Rough Night Movie Review a

It’s been nearly 10 years since The Hangover was released, which means we’ve been subject to a steady stream of “crazy night out” comedies for the better part of a decade. Rough Night is certainly part of that long-winded trend, but it’s more of a crazy night in for the female cast.

The movie starts out in formulaic fashion with four best friends leading very different lives after they all graduated college. Scarlett Johansson plays Jess, who is running a failing campaign for state senate and is set to marry Peter, played by Paul W. Downs or Trey from Broad City. Jillian Bell is Alice, a school teacher and overbearing friend planning Jess’s bachelorette weekend. Ilana Glazer is Frankie, essentially Ilana from Broad City with more maturity and more politically active. Blair, played by Zoë Kravitz, doesn’t seem to have much going on outside of her custody battle. Finally, Kate McKinnon plays Jess’s best friend from her semester abroad in Australia, Pippa.

A weekend trip to Miami before a wedding seems like the average night out for a group of women celebrating their friend’s upcoming vows. However, Jess is in the middle of a campaign and just wants to have an early night. After a few bumps of coke and your typical slow-motion nightlife sequence, the ladies come back to their borrowed Floridian mansion made of glass.

In short order, the group accidentally kills a stripper and Jess has become your average politician.

This isn’t a movie about plot, however. Rough Night exists to showcase the talents of its cast and to get its audience laughing. That’s not hard to do when you have Ilana Glazer playing her usual, feminist self and noted national treasure Kate McKinnon in any role.

The movie’s shortcomings start coming through as the story progresses. There’s a simultaneous bachelor party that Peter is having—a much more relaxed affair in the form of a wine tasting. Downs is a great actor and he’s surrounded by other great actors like Eric Andre and Davis native Hasan Minhaj, but no one is utilized. Andre and Minhaj maybe have 10 lines between them, which just isn’t enough for the two.

Bo Burnham makes an appearance at the bachelor party as well, which sounds like it would be rather charming.

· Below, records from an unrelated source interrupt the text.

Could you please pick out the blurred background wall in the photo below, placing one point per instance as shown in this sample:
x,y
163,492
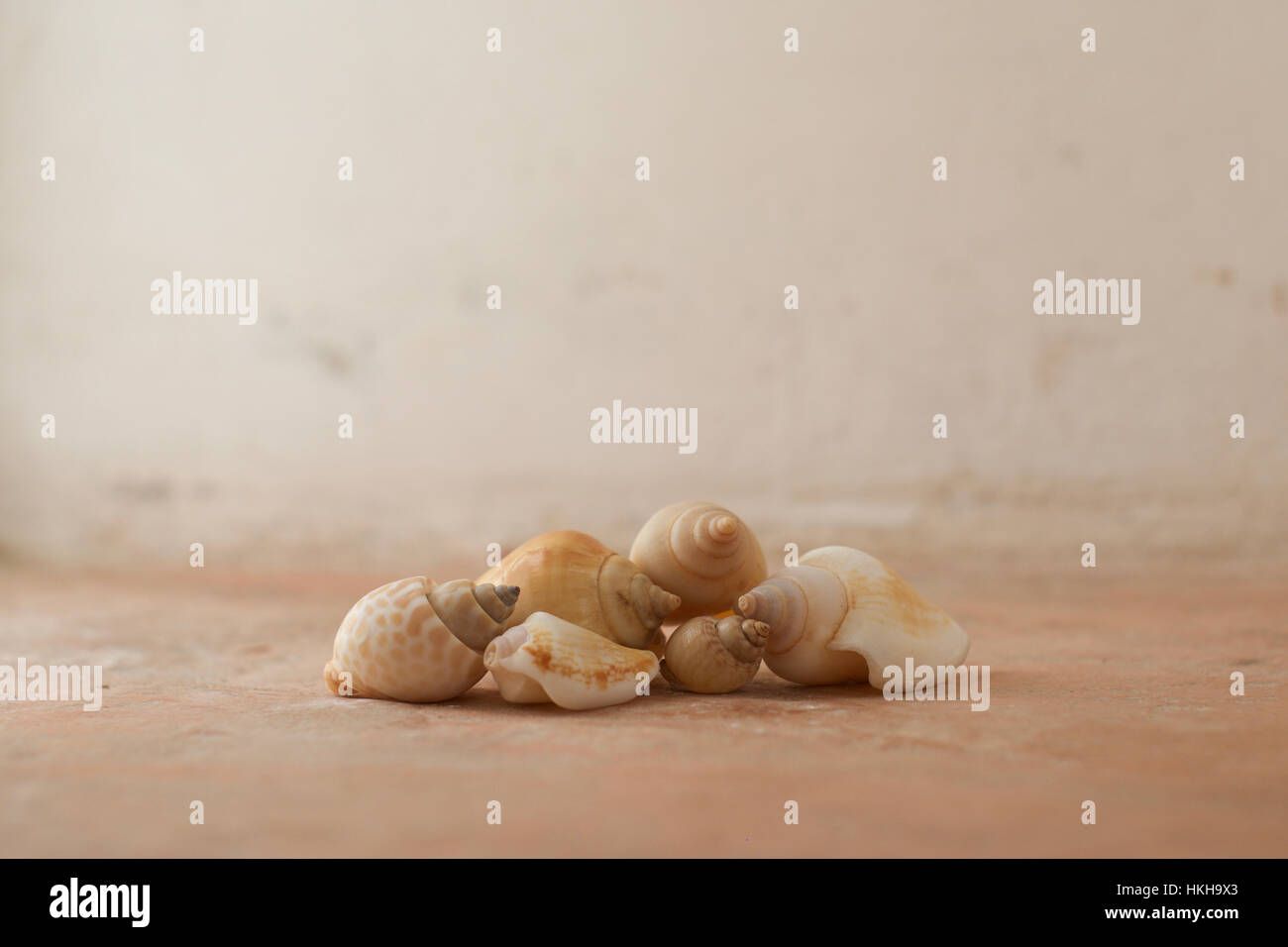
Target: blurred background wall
x,y
518,169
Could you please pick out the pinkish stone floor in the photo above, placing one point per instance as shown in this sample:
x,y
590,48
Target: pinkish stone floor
x,y
1106,685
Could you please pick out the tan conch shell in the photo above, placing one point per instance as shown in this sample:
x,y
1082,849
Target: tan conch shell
x,y
550,660
702,553
579,579
415,641
713,655
841,615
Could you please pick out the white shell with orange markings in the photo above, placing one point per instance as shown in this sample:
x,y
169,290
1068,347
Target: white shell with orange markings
x,y
393,644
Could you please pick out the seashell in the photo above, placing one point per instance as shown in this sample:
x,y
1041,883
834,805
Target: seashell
x,y
550,660
841,615
702,553
715,655
419,642
579,579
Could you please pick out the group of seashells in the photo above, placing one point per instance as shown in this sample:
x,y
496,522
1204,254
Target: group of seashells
x,y
565,618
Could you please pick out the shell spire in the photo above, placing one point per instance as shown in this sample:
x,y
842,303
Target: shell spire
x,y
703,553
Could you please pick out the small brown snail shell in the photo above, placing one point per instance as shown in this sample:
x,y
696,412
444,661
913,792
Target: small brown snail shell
x,y
702,553
579,579
417,642
708,655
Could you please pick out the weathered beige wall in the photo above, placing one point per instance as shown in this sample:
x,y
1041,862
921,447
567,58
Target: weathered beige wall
x,y
516,169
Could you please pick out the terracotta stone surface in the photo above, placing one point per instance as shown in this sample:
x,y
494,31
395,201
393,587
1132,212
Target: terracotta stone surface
x,y
1107,684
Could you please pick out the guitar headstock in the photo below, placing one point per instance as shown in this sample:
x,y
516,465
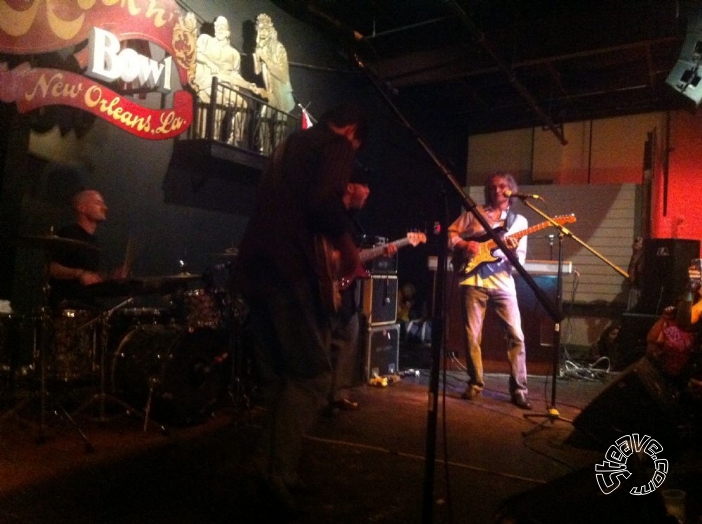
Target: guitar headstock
x,y
416,238
565,219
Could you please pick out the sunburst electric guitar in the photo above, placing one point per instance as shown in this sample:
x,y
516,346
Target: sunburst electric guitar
x,y
332,284
465,265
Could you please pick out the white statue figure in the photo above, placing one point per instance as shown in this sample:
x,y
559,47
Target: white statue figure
x,y
271,62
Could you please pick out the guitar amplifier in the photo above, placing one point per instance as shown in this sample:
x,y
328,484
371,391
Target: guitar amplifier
x,y
382,355
383,265
379,299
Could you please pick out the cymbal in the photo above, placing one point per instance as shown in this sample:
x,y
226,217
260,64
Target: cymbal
x,y
53,242
229,253
185,275
117,288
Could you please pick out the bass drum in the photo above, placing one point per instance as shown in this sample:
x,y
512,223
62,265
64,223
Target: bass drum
x,y
182,372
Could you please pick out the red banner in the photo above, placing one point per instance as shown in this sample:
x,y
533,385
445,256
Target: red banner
x,y
44,26
33,88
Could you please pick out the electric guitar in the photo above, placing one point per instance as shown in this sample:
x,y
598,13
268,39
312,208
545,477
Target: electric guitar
x,y
366,255
465,264
331,284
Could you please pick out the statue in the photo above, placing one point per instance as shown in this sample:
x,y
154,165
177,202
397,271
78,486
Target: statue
x,y
217,57
271,62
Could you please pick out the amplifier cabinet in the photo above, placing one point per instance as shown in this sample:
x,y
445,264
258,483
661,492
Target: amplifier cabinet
x,y
382,351
379,299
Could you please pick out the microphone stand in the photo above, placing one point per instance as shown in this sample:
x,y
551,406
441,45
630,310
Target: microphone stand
x,y
437,319
552,415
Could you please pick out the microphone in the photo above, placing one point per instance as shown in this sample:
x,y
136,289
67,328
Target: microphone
x,y
523,196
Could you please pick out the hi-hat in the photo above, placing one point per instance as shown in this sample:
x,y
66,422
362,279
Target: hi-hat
x,y
228,253
56,243
185,275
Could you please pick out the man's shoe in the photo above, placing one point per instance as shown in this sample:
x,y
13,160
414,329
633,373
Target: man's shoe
x,y
472,392
521,402
345,404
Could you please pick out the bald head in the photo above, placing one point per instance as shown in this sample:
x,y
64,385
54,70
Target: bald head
x,y
89,208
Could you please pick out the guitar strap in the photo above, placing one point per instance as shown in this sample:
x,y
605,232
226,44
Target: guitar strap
x,y
509,219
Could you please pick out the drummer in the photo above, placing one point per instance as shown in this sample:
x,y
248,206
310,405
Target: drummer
x,y
73,268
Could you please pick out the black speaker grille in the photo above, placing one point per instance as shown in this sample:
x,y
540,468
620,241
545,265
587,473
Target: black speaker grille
x,y
665,272
382,350
379,299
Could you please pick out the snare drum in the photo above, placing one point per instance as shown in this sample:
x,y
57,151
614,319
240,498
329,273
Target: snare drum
x,y
74,348
184,371
203,308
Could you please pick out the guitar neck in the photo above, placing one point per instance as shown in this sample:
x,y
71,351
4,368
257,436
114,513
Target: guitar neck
x,y
523,232
368,254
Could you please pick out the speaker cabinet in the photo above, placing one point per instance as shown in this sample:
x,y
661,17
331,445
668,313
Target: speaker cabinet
x,y
631,341
379,299
665,272
640,400
575,498
382,350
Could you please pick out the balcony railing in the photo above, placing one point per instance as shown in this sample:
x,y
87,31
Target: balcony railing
x,y
241,120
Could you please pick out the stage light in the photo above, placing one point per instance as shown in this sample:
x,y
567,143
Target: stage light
x,y
686,74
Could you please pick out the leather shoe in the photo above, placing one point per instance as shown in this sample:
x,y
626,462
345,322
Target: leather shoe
x,y
345,404
521,402
471,393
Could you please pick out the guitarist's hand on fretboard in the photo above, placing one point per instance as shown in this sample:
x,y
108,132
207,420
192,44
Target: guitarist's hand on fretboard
x,y
470,247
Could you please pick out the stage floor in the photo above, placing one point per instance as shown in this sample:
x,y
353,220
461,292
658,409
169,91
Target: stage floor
x,y
362,466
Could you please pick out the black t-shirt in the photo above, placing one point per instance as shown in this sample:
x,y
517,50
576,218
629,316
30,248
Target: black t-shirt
x,y
72,291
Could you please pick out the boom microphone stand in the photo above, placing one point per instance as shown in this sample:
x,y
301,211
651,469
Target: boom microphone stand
x,y
437,320
552,414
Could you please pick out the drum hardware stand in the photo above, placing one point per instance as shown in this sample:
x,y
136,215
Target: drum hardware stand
x,y
236,389
41,343
40,347
102,397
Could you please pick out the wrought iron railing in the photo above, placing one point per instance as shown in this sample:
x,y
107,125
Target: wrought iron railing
x,y
239,119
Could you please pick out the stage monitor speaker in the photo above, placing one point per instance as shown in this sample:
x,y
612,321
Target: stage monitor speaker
x,y
631,342
685,75
576,498
665,272
379,299
382,351
640,400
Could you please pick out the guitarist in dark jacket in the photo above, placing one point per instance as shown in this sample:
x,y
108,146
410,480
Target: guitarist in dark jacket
x,y
280,275
486,280
346,322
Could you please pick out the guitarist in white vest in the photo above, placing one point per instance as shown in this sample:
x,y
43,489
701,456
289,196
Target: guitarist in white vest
x,y
486,281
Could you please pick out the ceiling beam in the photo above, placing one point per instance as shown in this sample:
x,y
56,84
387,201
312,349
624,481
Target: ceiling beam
x,y
480,38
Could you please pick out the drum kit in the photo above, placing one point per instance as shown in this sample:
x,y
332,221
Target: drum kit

However, this movie doesn’t give room for any of these established personalities to be themselves. The movie as a whole would have benefited from more focus on the B-story and the great talent they put together for a few minutes of screen time.

Rough Night loves its main cast, as it should. All the women should be stars in their own right, and that will soon be the case if there is any justice in the world. We’re all pulling for you, Ilana. This just isn’t the movie that’ll jettison them into the spotlight.

It’s dick jokes galore, but they’re good dick jokes. There’s also plenty more laughs than just a dead body wearing sunglasses with a dildo for a nose, but there needs to be more than endless jokes for this to be a truly good movie.

Zoë Kravitz is great as Blair, but her character is underwritten. She doesn’t do much outside of her one-note backstory and a scene where she gets eaten out by Demi Moore. Jillian Bell has proven that she is a great comedic force, but she is written into her usual role—the single best friend who tries to convince everyone to eat penis-shaped pasta.

If you’ve taken a look at Rough Night’s Rotten Tomatoes score, then you’ve gotten an idea if this movie is actually worth your time. As of publication, it has a 49 percent rating. It’s a very middle-of-the-road type of experience. The movie didn’t try reinventing the wheel or making a socio-political statement that some may have expected looking at the cast and director. This had the potential to be a defiant, forward-thinking affair with hints of wit straight from Broad City. Instead, the creators of Rough Night opted for a fun hour and a half that you’ll maybe end up watching only a handful of times.

Just be on the lookout for the cast in the future. Everyone here will continue to be in more projects and we should all be very happy about that.